Enceladus is one of the moons of Saturn, an earth famous for the deep sea hidden beneath its ice shell and plums that have apparently escaped into space. When the Cassini spacecraft flew through them, it discovered both simple and complex chemicals, indicating a lot of activity inside the moon, including hydroelectric winds at sea level. In particular, the surprisingly large detection of methane was interesting. The molecule can be formed by geological processes (abiotic) as well as living organisms on earth. Astronomers were keen to work on the possibility that this methane sign could be a sign of life.

In a new study of natural astronomy, they found that geological explanations alone were not enough to explain the amount of methane Cassini observed. According to the researchers, this is as long as there is a high probability of life emerging in Ensedadas. If life elsewhere in the universe is rare, the higher probability speaks of an incredible object that perhaps the primitive source of methane is slowly disappearing into space.

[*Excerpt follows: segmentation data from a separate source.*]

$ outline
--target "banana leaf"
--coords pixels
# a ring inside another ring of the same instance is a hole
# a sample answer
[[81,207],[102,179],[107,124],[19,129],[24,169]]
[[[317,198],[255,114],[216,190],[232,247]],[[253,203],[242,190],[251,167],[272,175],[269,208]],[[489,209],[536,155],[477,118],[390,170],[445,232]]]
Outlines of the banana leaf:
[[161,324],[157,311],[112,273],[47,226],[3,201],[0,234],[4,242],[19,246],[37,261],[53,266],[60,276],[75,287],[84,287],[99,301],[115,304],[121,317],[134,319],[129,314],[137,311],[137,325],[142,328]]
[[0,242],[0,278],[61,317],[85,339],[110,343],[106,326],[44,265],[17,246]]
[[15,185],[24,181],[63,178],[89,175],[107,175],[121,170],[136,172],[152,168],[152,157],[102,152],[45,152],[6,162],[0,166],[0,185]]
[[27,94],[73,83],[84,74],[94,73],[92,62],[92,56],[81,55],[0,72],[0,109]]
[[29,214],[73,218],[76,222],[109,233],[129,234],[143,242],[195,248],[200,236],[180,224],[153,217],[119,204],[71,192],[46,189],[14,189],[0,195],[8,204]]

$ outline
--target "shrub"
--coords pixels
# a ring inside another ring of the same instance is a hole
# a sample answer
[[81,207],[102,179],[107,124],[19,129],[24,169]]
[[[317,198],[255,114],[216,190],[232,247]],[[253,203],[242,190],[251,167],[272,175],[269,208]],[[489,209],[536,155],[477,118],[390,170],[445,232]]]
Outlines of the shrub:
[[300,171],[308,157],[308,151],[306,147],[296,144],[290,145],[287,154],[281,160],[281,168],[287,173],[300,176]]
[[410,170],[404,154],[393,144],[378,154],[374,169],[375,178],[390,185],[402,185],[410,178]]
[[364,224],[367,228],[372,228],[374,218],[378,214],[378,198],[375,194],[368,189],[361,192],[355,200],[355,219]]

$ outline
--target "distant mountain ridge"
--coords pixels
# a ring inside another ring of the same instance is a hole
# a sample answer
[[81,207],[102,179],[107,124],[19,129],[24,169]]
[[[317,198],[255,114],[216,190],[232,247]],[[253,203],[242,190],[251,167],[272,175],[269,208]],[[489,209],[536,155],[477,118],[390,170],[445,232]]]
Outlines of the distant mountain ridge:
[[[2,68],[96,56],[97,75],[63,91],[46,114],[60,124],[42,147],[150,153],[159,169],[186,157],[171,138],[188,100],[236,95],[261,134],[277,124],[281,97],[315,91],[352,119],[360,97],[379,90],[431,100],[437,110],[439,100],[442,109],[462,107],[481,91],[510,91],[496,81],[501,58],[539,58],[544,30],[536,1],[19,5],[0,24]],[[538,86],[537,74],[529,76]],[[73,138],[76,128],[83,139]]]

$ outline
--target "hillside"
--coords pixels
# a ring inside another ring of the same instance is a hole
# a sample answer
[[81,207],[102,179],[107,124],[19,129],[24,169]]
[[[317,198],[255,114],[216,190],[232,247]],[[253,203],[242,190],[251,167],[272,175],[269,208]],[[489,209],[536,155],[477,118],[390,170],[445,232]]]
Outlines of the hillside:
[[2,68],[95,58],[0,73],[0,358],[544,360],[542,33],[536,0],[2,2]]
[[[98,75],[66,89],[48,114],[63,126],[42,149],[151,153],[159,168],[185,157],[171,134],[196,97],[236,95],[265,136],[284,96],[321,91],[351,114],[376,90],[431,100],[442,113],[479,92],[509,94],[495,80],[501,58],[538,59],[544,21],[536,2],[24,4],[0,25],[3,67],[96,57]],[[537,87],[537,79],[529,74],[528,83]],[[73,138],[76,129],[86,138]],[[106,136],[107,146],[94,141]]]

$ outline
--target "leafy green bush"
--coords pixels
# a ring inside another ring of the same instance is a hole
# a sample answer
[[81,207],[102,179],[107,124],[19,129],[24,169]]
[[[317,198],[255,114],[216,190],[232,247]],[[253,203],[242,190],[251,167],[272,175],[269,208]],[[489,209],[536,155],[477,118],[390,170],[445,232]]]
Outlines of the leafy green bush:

Co-author Professor Régis Ferrière from the University of Arizona said in a statement, “Of course, we’re not concluding that life exists in the oceans.” Rather, we wanted to understand that the hydrothermal vents of Anexadas could be habitable for microorganisms like Earth. Most likely, the Cassini data tells us according to our model.” “And biological methanogenesis seems to be consistent with the data. In other words, we cannot dismiss the ‘life hypothesis as highly improbable. We need more data from future missions to refute life hypotheses,'” Professor Ferrière added.

The statistical structure of this analysis is known as Bayesian statistics and for this method of working, it is important to estimate the probability of whether your guess is correct. For this reason, it is important to investigate various assumptions that may or may not be accurate. “It’s partly because we believe it’s possible to start with different assumptions,” he said.

“For example, if we think the chances of life in Enceladus are extremely low, such alternative abiotic methods become even more prevalent in the world, even though there are comparative inequalities than we know here.” Although the statistics are unlikely to confirm the presence of alien creatures in Enceladus, they do indicate what needs to be investigated to get closer to the truth, especially given the fact that we don’t expect the moon to sink anytime soon.